Oh, that’s a painful title. Apologies.

This post is inspired by Julia over at When the Girls Rule. She was feeling philosophical as the date of her first vaccine was approaching and feeling like maybe, just maybe, all THIS was coming to an end.

As I’m writing this, tomorrow is the day of my first vaccine, and there is definitely a feeling of taking a step towards…I don’t know what exactly. I mostly did not mind “quarantine,” as I enjoy need a lot of time to myself, anyway. Quarantine just made it easier. And I’ve enjoyed that for a time there were fewer people out in the world. I’m not like agoraphobic or anything (at all), everything is just easier when there are fewer people. There’s less traffic, there’s more parking, there are shorter lines, there aren’t people interrupting your view of things. It’s just nicer. And I’m grateful for having been able to experience that for a short time. It’s probably a once-in-a-lifetime occurrence.

But things are moving more towards normal with each day and pretty soon Covid and 2020 will just be a weird “ooh, remember when….” memory.

But as Julia pointed out, a significant event like this can be used as an opportunity to assess, think, grow. She shared some questions with her readers, and with her permission, I’m sharing them here with you. I’d love to hear how you’re all feeling as you’re moving away from Covid Life a bit.

HOW DO I WANT TO EMERGE FROM THIS?

I want to make more opportunities for myself to do things, go places, learn more. I intend to make full use of the fact that The World is Open for Business again (you know, when it is) and go all the places and do all the things. Going and doing feel like luxuries after the past year…luxuries I will not take for granted again.

HOW DO I WANT TO ENGAGE WITH THE WORLD AGAIN?

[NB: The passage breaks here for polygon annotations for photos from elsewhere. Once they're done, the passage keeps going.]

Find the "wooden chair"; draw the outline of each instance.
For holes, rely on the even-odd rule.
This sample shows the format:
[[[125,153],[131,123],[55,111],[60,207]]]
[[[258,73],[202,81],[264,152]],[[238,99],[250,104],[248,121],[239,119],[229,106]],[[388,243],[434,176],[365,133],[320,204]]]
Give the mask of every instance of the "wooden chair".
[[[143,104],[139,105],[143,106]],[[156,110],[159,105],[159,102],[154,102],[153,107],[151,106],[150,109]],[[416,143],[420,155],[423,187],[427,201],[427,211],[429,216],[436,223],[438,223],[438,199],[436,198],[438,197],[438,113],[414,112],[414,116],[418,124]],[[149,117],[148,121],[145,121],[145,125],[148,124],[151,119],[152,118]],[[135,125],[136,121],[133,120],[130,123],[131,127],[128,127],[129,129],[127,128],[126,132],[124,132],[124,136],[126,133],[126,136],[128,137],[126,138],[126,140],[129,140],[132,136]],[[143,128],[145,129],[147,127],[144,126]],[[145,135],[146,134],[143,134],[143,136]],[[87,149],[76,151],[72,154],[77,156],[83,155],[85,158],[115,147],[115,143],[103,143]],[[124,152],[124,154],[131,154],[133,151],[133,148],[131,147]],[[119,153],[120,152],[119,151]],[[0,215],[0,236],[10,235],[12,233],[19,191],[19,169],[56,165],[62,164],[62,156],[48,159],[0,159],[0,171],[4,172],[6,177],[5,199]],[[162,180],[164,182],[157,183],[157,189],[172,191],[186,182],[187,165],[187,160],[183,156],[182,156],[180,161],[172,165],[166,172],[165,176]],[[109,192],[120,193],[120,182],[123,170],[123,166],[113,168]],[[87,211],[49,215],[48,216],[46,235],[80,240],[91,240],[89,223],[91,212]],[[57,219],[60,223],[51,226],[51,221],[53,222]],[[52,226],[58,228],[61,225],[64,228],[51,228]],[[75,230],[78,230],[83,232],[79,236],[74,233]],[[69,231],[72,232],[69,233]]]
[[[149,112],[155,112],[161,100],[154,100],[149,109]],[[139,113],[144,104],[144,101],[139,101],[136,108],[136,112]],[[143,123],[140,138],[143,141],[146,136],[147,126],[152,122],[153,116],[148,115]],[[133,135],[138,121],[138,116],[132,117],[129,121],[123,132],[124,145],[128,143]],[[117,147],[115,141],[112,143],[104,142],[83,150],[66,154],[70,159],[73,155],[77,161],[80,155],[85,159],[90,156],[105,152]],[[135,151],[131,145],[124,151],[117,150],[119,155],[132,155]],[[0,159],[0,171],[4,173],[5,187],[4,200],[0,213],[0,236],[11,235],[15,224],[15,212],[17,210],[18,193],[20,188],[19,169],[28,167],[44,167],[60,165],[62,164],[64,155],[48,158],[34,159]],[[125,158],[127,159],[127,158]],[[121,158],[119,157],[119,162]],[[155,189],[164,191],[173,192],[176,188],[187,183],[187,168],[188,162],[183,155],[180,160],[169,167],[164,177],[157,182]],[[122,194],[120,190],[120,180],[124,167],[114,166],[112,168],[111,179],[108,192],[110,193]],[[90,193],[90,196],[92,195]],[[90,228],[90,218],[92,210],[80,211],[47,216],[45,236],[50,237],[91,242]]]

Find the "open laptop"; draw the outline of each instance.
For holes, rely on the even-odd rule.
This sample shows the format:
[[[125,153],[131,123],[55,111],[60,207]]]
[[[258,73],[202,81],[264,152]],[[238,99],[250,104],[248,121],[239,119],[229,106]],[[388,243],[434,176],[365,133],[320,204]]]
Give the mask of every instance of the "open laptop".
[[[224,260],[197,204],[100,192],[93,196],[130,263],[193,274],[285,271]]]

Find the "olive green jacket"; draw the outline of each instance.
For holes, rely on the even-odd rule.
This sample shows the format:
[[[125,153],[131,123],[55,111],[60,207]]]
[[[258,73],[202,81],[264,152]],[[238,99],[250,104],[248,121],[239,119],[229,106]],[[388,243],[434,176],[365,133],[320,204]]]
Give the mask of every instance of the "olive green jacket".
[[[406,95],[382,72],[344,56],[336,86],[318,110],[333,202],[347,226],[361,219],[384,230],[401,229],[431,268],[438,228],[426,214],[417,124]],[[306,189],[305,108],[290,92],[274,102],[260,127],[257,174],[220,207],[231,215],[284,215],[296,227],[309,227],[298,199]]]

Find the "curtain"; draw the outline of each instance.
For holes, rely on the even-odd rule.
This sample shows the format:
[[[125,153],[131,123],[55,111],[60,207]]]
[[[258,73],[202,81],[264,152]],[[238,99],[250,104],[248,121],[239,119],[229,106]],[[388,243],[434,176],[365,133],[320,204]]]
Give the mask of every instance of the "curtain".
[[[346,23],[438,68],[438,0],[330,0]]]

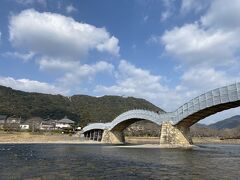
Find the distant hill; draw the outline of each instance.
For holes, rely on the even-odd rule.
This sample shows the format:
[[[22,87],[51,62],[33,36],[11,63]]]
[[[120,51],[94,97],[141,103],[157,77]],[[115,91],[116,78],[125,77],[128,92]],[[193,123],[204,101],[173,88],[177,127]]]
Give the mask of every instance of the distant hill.
[[[0,114],[17,115],[25,119],[36,116],[60,119],[67,115],[84,126],[90,122],[109,122],[119,114],[135,108],[163,111],[144,99],[134,97],[65,97],[23,92],[0,86]]]
[[[209,128],[222,130],[222,129],[232,129],[240,126],[240,115],[233,116],[222,121],[208,125]]]

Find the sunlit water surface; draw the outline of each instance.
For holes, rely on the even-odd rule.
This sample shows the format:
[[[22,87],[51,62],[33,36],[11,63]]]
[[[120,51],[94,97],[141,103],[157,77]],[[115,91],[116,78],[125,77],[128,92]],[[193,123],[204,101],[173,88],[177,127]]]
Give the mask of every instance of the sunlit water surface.
[[[240,179],[240,145],[2,144],[0,179]]]

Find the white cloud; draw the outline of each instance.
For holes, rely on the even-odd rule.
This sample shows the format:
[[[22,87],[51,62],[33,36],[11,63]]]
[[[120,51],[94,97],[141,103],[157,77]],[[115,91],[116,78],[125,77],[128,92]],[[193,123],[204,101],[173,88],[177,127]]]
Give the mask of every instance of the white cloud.
[[[10,18],[9,30],[14,47],[40,55],[79,59],[91,50],[119,54],[118,39],[105,28],[60,14],[25,10]]]
[[[12,58],[21,59],[24,62],[26,62],[33,58],[34,53],[29,52],[29,53],[23,54],[23,53],[19,53],[19,52],[6,52],[6,53],[3,53],[2,55],[4,57],[12,57]]]
[[[1,77],[0,84],[3,86],[11,87],[13,89],[27,91],[27,92],[39,92],[48,94],[67,94],[68,91],[58,88],[55,85],[51,85],[46,82],[39,82],[29,79],[14,79],[12,77]]]
[[[173,103],[178,105],[181,102],[181,97],[175,93],[175,90],[163,85],[164,80],[161,76],[137,68],[125,60],[121,60],[115,78],[115,85],[98,85],[95,91],[102,94],[145,98],[167,110],[173,106]]]
[[[166,52],[190,65],[233,63],[239,40],[234,32],[205,30],[198,23],[175,27],[162,36]]]
[[[92,80],[98,73],[112,73],[114,66],[106,61],[98,61],[95,64],[81,64],[77,61],[68,61],[43,57],[38,61],[39,68],[42,71],[62,72],[63,76],[58,81],[64,86],[78,85],[85,80]]]
[[[239,77],[231,77],[224,71],[214,68],[191,68],[182,75],[182,83],[192,89],[206,90],[235,83]]]
[[[178,85],[170,87],[165,78],[122,60],[115,72],[116,83],[98,85],[100,94],[134,96],[149,100],[166,111],[174,111],[192,98],[208,90],[240,80],[214,68],[191,68],[180,77]]]
[[[66,11],[67,13],[73,13],[77,11],[77,8],[75,8],[72,4],[70,4],[66,7]]]
[[[175,10],[174,1],[175,0],[162,0],[165,10],[161,13],[161,21],[165,21],[173,15]]]
[[[209,4],[208,0],[182,0],[180,12],[187,14],[191,11],[198,13],[205,9]]]
[[[43,71],[72,71],[79,66],[78,61],[64,61],[61,58],[51,58],[47,56],[40,58],[37,63],[39,64],[39,69]]]
[[[71,71],[65,73],[63,77],[59,79],[59,82],[64,85],[77,85],[84,80],[92,80],[97,73],[111,73],[114,66],[105,61],[99,61],[95,64],[64,64],[64,68],[71,68]]]
[[[47,6],[46,0],[16,0],[16,2],[25,6],[33,5],[34,3],[38,3],[44,7]]]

For me, quarantine was the respite from people/the world that I feel like I have needed for my entire life. After having some time away from THEM, I feel a little easier about rejoining the world. I have actually been seeking people out more, reaching out to old friends, picking up the phone more (if you know me in person, you know the miracle that THAT is).

So for me, the question isn’t so much “how do I want to engage with the world AGAIN,” as how do I want to engage with it period. Because engaging with the world has not been my happy place for a very long time, and was usually avoided when possible. So I will continue to give myself permission to Be Alone as needed, even when that means saying “no” to people and invitations…to enable myself to feel more comfortable in doing more things with people.

WHAT DO I WANT TO KEEP FROM THIS TIME AND WHAT AM I HAPPY TO BE DONE WITH?

During quarantine time, while my world was, on the one hand, smaller…on the other hand, it started feeling much larger. For maybe the first time in my life, really, I started looking beyond my own little box (#americanwhitegirl) and really looking at people of other races and from different cultures.

The horrific events that led to this year’s Black Lives Matter movement were eye-opening and I made it a point to learn more about black history and chains-of-events that I had not been aware of before…and start to understand how all of that has resulted in our current culture. I don’t intend to stop learning and trying to understand.

TikTok. Yes, “that silly dance app” has introduced me to many different people, cultures, gender identities, etc. The power of seeing people different than yourself on a daily basis is not to be taken lightly. It normalizes things that before you only “knew existed,” but weren’t seeing them as part of your everyday life. Now I am reading about the violence against Asian people, trouble in Myanmar and Thailand…and trying to learn and understand all the many iterations of gender identity.

I read and listened to more news in the past year than ever in my life, between the virus and the political environment. It has certainly dropped off to an extent, but I don’t think I will ever be buried as deeply under a rock again as I have been for the majority of my life.

I guess the only “what I’m happy to be done with” item is WEARING A MASK. I do it because it’s the right thing to do but MAN do I hate wearing that thing.

HAVE MY PRIORITIES CHANGED – DO SOME THINGS HAVE MORE MEANING AND SOME THINGS LESS?

Hmm. I need to think on this a bit more. I’ll get back to you.

Insert awkward segue into clothing portion of this post here

And along with a fresh start after a year of Covid, some new colors can bring a fresh start to your wardrobe.

Oh wow, that’s bad. Forgive me. I’m feeling awkward today and just can’t do it any better than that.

A LILAC SWEATER! One of the springtime colors I’ve been craving…and such a nice addition to a palette of darker winter colors. Lilac is like “gentle purple” to me. Purple Light.

While I’m wearing it here with black skinnies and flats, I will also wear it with white jeans, light-wash denim, and if I can ever find myself a pair of “washed black” (which is not the same as grey) jeans, I think that would be a great combo. And one of my quests for this year is TROUSERS. I would love this color over grey wide-legged trousers with chunky white sneakers.

The v-neck makes it so versatile as it can be worn alone, over a tee, turtleneck, or collared shirt.

What new colors are you craving for spring?